In Colorado in 1907, young Sylvie works in the luxurious manor house of mining company owners, while feeling a growing sense of injustice for the mine workers in Gilded Mountain (Scribner, Nov.) by Kate Manning. Mariah Fredericks tells the infamous story of the 1932 Charles Lindbergh Jr. kidnapping from the perspective of Betty Gow, The Lindbergh Nanny (Minotaur, Nov.), who was a prime suspect. Bobi Conn’s novel A Woman in Time (Little A, Aug.) is a Prohibition-era story of a woman’s strength and resilience as she endures a marriage to a volatile bootlegger and finds solace in the Appalachian woods.
Those in power or close to the throne continue to entrance readers. Georgie Blalock’s An Indiscreet Princess (Morrow, Sept.) and Heather B. Moore’s In the Shadow of a Queen (Shadow Mountain, Oct.) both illuminate the life of Queen Victoria’s most rebellious daughter, Princess Louise, while The American Adventuress (Morrow, Sept.) by C.W. Gortner details the life of Jennie Jerome Churchill, the American heiress who married into British aristocracy and had two sons, including Winston. Jennifer Robson returns with another enthralling and royal-adjacent historical novel—this time during The Coronation Year (Morrow, Jan. 2023) of Queen Elizabeth II. Jacqueline in Paris by Ann Mah (Mariner, Sept.) details future first lady Jacqueline Bouvier’s college year abroad in postwar Paris in 1949.
A number of translated works highlight accomplished authors who are already well-known in their home countries. From France, The Ghetto Within (HarperVia, Aug.; tr. from French by Frank Wynne) by Santiago H. Amigorena fictionalizes the story of his Jewish grandfather, a Polish immigrant in Argentina, who has to live with the guilt of not being able to help his family leave the Warsaw Ghetto during World War II.
Last House Before the Mountain (Bloomsbury, Jan. 2023; tr. from German by Gillian Davidson) by Austrian novelist Monika Helfer is based on her own family’s history, taking place in rural Austria during World War I and hauntingly exploring the effects of war and generational trauma. Best-selling Italian writer Bianca Pitzorno transports readers to a small village in 1900 seen through the eyes of The Seamstress of Sardinia (Harper Perennial, Dec.; tr. from Italian by Brigid Maher).

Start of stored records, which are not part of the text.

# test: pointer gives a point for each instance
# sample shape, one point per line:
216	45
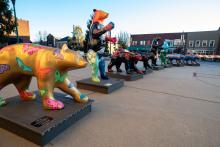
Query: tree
44	36
7	23
76	42
123	39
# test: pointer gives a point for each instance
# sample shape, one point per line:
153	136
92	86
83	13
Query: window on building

Polish author Elzbieta Cherezinska pens The Last Crown (Forge, Sept.; tr. from Polish by Maya Zakrzewska-Pim), the epic sequel to The Widow Queen, about a long-forgotten Polish queen during the 11th century.
Lastly, The Picture Bride (Forge, Oct.; tr. from Korean by An Seon Jae) by Lee Geum-yi tells the story of Willow, a Korean “picture bride,” who arrives in 1918 Hawaii to find that the life she expected has all been a lie, but she forges ahead, determined to find new dreams and a better life.

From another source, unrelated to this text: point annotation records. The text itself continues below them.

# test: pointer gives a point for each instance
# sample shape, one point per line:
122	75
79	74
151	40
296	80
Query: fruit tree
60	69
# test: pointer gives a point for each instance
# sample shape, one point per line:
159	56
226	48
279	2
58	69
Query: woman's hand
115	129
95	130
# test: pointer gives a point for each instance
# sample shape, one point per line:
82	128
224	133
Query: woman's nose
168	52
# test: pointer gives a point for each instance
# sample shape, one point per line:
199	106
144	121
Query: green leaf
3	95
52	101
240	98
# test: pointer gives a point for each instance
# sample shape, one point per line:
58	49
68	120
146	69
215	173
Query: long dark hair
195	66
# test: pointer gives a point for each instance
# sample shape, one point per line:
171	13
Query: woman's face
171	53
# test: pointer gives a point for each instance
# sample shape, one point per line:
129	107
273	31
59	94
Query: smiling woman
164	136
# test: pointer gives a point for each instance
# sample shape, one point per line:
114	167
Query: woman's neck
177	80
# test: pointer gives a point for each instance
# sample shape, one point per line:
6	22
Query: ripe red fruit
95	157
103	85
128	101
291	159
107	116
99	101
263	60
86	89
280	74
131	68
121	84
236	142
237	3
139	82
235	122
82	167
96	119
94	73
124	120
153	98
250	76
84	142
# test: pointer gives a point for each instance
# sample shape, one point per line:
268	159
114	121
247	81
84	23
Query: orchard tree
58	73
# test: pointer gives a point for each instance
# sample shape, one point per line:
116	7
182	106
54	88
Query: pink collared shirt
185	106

The next seven months hold reading treasures, including the expected blockbusters: The House of Fortune by Jessie Burton (Bloomsbury, Aug.) a stand-alone companion novel to the best-selling The Miniaturist; Hester (St. Martin’s, Oct.) in which Laurie Lico Albanese imagines the life of a woman who could have inspired the character of Hester Prynne from Nathaniel Hawthorne’s The Scarlet Letter; and Sarah Miller’s retelling of Louisa May Alcott’s Little Women from the perspective of Marmee (Morrow, Oct.).

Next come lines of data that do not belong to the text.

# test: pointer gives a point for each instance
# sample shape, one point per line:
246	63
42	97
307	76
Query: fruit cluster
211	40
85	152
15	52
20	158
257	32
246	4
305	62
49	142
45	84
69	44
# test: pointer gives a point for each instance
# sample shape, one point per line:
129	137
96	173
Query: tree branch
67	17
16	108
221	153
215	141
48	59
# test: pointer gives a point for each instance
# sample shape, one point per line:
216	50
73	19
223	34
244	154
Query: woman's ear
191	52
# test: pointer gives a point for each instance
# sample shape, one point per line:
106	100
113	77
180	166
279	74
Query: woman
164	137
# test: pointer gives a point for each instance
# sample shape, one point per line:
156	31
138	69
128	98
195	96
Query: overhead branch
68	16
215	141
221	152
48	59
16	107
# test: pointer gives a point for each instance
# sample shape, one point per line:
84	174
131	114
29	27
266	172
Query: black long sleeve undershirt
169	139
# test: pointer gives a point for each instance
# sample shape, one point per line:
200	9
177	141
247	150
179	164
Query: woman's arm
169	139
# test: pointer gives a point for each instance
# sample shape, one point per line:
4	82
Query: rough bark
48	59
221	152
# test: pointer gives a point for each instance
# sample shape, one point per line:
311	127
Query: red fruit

Historical fiction is a genre of fascinating narratives, capturing readers deeply in intimate stories that reveal the details and grand sweep of past events, historic figures, and lives once lived. Big books or small gems, the best examples of this genre pull readers into place and time and illuminate the ways the past speaks to and shapes the future.